Bonsoir bonsoir les devs' ! _(Le titre est mal choisi !)_

Ça doit faire maintenant deux petites semaines que je me suis mit au Java, et, je commence à faire des programmes un peu compliqués et j'aimerais les tester sur PC. Jusqu'à présent, je n'avais pas exporté de fichier Java en .JAR, et je ne sais pas du tout comment m'y prendre. J'ai déja exporté des fichiers en "mac os x Bundle" et ça fonctionne bien  :love: (executable que sur mac).
J'ai regardé plusieurs tutos sur le web mais aucun d'eux n'est précis... Avec Eclipse, je peux generer un fichier .jar de mon fichier, mais il m'est impossible de le lancer (????). 
Après, les magouilles du style t'ouvres le terminal, tu tapes bidule puis chouette, ça fonctionne pas chez moi... Donc voilà, je vous demande de m'expliquer clairement, etape par etape, en me considérant comme le plus gros débile du monde, comment faire pour exporter mon projet Java en .JAR. 

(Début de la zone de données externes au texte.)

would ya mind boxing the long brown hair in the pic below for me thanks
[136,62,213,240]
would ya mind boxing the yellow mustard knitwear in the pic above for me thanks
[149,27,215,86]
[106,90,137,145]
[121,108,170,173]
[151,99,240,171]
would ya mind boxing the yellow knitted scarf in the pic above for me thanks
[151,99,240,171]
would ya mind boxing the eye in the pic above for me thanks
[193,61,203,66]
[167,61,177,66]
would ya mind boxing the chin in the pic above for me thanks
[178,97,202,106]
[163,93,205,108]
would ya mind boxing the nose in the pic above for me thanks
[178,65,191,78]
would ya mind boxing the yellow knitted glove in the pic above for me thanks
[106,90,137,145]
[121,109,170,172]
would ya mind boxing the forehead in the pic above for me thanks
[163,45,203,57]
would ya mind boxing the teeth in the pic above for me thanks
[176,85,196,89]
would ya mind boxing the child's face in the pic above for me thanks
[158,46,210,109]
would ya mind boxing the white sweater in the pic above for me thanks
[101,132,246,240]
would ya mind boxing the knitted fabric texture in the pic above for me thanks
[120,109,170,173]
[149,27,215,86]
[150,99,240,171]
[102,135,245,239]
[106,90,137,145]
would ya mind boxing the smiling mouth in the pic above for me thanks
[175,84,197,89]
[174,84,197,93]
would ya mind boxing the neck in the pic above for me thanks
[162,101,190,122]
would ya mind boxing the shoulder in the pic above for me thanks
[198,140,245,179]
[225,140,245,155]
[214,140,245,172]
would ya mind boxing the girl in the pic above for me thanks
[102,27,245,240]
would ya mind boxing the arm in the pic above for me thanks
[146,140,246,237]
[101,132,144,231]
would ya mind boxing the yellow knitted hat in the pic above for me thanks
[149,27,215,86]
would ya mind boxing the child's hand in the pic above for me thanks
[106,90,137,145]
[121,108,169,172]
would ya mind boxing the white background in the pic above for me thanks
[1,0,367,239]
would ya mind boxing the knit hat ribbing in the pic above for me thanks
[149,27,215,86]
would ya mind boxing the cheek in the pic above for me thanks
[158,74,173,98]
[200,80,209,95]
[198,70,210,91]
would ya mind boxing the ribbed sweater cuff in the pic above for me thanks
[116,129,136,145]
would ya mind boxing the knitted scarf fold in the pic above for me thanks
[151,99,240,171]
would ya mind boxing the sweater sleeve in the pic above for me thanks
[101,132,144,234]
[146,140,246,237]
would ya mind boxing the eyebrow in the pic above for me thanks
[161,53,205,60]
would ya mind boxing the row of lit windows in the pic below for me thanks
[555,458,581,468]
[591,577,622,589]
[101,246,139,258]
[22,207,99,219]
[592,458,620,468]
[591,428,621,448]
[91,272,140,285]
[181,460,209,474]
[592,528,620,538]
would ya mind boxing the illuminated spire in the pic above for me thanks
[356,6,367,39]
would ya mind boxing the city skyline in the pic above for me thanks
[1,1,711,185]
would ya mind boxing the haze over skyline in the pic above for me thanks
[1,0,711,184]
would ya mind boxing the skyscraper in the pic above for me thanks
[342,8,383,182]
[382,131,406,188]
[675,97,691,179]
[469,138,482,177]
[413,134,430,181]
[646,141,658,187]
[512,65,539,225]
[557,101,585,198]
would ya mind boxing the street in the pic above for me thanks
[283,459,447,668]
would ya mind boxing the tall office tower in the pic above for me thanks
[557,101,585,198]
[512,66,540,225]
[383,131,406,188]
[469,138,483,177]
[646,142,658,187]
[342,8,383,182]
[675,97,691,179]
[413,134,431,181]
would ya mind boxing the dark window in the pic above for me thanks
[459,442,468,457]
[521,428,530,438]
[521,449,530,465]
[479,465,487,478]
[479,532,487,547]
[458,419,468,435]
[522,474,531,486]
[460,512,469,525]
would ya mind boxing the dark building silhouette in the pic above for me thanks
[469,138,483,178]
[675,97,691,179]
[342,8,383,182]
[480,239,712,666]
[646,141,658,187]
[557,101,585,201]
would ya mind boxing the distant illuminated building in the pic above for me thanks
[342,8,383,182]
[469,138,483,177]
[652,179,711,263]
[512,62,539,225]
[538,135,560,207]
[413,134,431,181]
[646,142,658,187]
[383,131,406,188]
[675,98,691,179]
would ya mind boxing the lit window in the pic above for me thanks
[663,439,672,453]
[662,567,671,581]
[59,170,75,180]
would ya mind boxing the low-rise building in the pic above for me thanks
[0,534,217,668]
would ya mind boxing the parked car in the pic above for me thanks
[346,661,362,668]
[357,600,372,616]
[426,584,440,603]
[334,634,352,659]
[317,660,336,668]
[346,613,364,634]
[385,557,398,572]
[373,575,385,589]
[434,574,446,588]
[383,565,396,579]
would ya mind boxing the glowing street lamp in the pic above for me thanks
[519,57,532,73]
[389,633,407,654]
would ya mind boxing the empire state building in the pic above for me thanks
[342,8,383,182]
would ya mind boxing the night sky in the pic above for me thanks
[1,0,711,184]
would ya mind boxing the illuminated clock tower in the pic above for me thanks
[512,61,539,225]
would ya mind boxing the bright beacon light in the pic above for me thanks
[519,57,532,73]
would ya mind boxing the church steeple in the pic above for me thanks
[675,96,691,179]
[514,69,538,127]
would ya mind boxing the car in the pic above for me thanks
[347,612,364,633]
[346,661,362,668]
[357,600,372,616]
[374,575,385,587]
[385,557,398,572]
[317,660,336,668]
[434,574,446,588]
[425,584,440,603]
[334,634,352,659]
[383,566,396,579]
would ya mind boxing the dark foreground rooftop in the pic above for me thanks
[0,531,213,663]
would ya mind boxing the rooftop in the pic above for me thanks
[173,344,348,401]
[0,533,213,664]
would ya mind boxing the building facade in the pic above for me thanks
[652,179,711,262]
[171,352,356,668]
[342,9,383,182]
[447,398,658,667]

Merci d'avance et bonne soirée.


----------



## Rez2a (14 Février 2009)

Personnellement dans le terminal ça marche très bien :
tu te places dans le répertoire où est situé le fichier .jar que tu veux lancer, et tu tapes "java nomDuFichier" ; le piège, c'est qu'il ne faut pas taper "java nomDuFichier.jar" mais bien omettre l'extension.
Pour transformer un fichier .class en .jar, tu tapes "javac nomDuFichier.class".


----------



## grumff (14 Février 2009)

Un jar c'est juste un fichier zip renommé en jar avec les .class java dedans et éventuellement un fichier de conf pour lui dire quoi exécuter. Tu peux aussi faire un script ant c'est encore le plus simple.


----------



## Flash Gordon (14 Février 2009)

Je peux pas ouvrir le jar, avec vos deux methodes... 


> Personnellement dans le terminal ça marche très bien :
> tu te places dans le répertoire où est situé le fichier .jar que tu veux lancer, et tu tapes "java nomDuFichier" ; le piège, c'est qu'il ne faut pas taper "java nomDuFichier.jar" mais bien omettre l'extension.
> Pour transformer un fichier .class en .jar, tu tapes "javac nomDuFichier.class".





> en me prenant pour le plus gros des cons



Je sais pas comment specifier le chemin d'accès, merci de donner toutes les etapes


----------



## tatouille (15 Février 2009)

http://java.sun.com/docs/books/tutorial/deployment/jar/



http://plumber.gnu-darwin.org/home/pub/Projects/2001-2006/ArgoUML-icons/Margo_Starter_script


----------



## Flash Gordon (15 Février 2009)

J'en suis venu à la conclusion que j'avais un bug avec mon JDK et peut etre ma JVM, je voudrais donc installer les dernieres versions de ces derniers mais je ne les trouve pas . Même sur l'espace developpeur d'apple, je trouve rien :/. Merci de m'aider .


----------



## Flash Gordon (15 Février 2009)

J'ai résolu mon pb, cimer ! ciao !


----------



## Rez2a (15 Février 2009)

Sur un forum l'usage veut qu'on donne la solution à son problème lorsqu'on l'a trouvée tout seul.


----------



## Flash Gordon (15 Février 2009)

Bah en fait fallait que je mette à jour Eclipse, c'est aussi con que ça .


----------



## dmo95 (17 Février 2009)

Héhé, no comment...


----------